Be aware that even though you feel you are doing your very best raising your child, sometimes your parenting strategies can be damaging to your child’s self-esteem and the parent-child relationship. Your child needs to grow up with a healthy level of self-esteem to be more resilient to the lessons learnt and the knocks taken in life. A good self-esteem enables your child in decision making, having confidence in the judgements she makes, knowing what is right and wrong and having an ability to ‘bounce back’ after a knock. Healthy self-esteem is especially important during your child’s adolescent years when the chances are she will experience peer pressure to experiment with cigarettes, drugs and alcohol.
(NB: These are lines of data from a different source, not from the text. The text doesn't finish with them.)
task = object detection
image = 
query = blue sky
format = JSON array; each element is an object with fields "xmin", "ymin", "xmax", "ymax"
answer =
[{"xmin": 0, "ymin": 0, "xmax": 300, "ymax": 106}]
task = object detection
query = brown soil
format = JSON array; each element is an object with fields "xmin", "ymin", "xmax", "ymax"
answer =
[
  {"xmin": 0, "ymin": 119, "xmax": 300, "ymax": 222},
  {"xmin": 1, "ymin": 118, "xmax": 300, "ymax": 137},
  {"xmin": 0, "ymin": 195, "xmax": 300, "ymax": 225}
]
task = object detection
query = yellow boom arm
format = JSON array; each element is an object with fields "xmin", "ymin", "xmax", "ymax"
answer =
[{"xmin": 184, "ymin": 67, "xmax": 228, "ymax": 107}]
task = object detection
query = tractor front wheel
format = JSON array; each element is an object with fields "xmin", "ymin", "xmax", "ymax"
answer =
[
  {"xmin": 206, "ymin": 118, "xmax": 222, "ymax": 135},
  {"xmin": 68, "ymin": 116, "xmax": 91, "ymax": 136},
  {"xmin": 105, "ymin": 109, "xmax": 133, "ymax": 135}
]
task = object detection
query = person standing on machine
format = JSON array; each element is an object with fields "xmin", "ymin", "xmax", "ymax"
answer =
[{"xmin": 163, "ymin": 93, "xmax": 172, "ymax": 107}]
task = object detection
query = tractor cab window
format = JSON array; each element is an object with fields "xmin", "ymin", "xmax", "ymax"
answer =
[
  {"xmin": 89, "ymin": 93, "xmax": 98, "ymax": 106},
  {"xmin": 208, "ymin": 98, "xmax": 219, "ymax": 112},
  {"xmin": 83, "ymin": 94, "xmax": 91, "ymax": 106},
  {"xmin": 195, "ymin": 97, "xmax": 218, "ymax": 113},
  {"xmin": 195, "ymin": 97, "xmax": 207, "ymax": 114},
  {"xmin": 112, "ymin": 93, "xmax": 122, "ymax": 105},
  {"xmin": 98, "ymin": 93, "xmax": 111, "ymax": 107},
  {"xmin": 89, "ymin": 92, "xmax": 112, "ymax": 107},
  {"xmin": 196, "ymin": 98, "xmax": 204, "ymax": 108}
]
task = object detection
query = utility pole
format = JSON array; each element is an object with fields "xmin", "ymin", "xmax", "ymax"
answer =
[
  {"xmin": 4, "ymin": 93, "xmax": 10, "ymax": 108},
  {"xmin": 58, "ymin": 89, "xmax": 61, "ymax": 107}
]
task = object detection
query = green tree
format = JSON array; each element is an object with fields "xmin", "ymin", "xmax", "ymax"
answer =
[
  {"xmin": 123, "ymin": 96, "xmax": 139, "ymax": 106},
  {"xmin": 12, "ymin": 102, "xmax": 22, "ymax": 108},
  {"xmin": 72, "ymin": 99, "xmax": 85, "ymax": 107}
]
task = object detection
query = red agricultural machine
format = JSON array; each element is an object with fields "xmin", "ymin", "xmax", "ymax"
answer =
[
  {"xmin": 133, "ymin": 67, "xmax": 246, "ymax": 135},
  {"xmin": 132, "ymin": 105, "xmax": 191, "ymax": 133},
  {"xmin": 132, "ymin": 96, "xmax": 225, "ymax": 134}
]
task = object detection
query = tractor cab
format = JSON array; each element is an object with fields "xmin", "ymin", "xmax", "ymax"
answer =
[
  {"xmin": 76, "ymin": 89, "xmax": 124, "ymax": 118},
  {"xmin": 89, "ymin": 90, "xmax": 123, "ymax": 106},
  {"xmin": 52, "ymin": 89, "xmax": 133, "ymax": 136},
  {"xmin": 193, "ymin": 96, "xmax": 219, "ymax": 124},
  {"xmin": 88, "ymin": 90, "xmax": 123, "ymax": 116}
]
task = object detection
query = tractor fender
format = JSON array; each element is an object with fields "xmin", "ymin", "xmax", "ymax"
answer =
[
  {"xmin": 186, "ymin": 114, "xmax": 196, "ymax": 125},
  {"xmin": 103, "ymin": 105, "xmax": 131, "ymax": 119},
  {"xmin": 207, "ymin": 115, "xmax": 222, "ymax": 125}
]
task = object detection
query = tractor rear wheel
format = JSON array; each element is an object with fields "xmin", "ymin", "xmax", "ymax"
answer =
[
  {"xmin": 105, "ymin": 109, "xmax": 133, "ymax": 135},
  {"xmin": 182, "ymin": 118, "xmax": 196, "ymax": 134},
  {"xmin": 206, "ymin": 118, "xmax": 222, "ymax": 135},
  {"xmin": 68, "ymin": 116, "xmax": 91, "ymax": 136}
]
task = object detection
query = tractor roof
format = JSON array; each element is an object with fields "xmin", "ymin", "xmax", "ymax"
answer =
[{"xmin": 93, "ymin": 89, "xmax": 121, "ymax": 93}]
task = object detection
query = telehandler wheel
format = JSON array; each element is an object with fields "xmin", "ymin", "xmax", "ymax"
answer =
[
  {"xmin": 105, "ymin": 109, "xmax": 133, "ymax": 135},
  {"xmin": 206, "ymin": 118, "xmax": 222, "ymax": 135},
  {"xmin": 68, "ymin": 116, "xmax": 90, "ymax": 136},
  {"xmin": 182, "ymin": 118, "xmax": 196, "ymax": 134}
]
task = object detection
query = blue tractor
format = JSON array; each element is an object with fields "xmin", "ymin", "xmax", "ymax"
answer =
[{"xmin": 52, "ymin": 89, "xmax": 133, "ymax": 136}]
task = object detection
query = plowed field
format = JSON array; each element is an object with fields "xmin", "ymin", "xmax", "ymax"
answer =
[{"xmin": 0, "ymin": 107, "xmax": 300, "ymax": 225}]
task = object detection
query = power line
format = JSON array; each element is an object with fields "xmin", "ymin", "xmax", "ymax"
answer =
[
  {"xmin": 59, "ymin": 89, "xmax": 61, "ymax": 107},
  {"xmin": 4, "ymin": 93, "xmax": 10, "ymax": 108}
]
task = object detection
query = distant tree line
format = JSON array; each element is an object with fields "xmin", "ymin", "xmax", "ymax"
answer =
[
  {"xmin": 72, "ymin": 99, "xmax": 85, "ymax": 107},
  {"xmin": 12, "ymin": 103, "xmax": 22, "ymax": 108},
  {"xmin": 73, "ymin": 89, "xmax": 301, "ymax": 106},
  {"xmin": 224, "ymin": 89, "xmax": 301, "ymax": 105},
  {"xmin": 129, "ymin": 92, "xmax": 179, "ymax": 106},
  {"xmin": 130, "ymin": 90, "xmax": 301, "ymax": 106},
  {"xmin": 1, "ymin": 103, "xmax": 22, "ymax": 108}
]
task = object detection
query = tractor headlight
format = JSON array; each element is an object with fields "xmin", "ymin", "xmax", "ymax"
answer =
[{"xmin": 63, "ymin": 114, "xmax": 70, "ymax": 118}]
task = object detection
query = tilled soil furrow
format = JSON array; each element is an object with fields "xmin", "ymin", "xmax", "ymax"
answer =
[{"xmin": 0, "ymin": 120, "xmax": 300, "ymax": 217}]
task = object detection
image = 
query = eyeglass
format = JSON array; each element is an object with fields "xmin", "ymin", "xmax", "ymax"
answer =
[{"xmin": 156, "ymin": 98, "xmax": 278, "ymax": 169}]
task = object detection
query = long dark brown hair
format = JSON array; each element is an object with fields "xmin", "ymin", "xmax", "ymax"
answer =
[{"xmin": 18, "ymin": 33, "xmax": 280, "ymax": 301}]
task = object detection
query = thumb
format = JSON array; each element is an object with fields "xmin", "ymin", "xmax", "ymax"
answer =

When thinking about your parenting tactics consider the following:
- Do you bribe your child? Rewarding and praising children for admirable things they have done is good but using the short cut of bribing them is not. For example, if you say ‘if you do the washing up I’ll give you your pocket money’, it is not helpful because your child needs to understand from an early age that she is an important and responsible member of the family who needs to carry out everyday domestic tasks just like everyone else. Your child should not feel that she should be paid to do these things. Instead encourage her to take responsibility for certain duties as early as you can so that it just becomes second nature to her. Leaving this encouragement too late can make things very difficult. Even with small infants you can teach them the importance of tidying up after play time or putting away crayons after drawing activities
- Do you use threats to try and control? For example, ‘If you do not put your clothes away, you will not be going out to play this afternoon’. Threats are no more useful than bribes simply because they are incredibly hard to stand by and more often than not you renege on the threat allowing your child to get away with whatever it is they have or have not done. Your child soon learns that there is no meaning in your threats. Future threats become irrelevant to your child. If you really want to use a threat then you have to stand by it. Make it crystal clear that this is a final warning and then if you need to carry out the threatened form of punishment make sure that you do. This way you will less likely have to issue threats in the future
- Do you nag your child? If you find that you are nagging your child by constantly asking her if she has completed a task you soon find that you are assuming responsibility for her. Your child never realises that she is responsible for her own actions which is fundamental in building her self-esteem. Mum and Dad are always there to do what she should; she never accepts responsibility for things. When a child or teenager does not carry out an important task, for example getting up on time to get to school or a Saturday job, you should do nothing! Your child will soon learn that there will be a natural consequence to her failure like being scolded by a teacher or employer. The embarrassment she suffers at being reprimanded will be a lot more effective in her taking responsibility for herself than you repeatedly reminding her to do things (nagging!)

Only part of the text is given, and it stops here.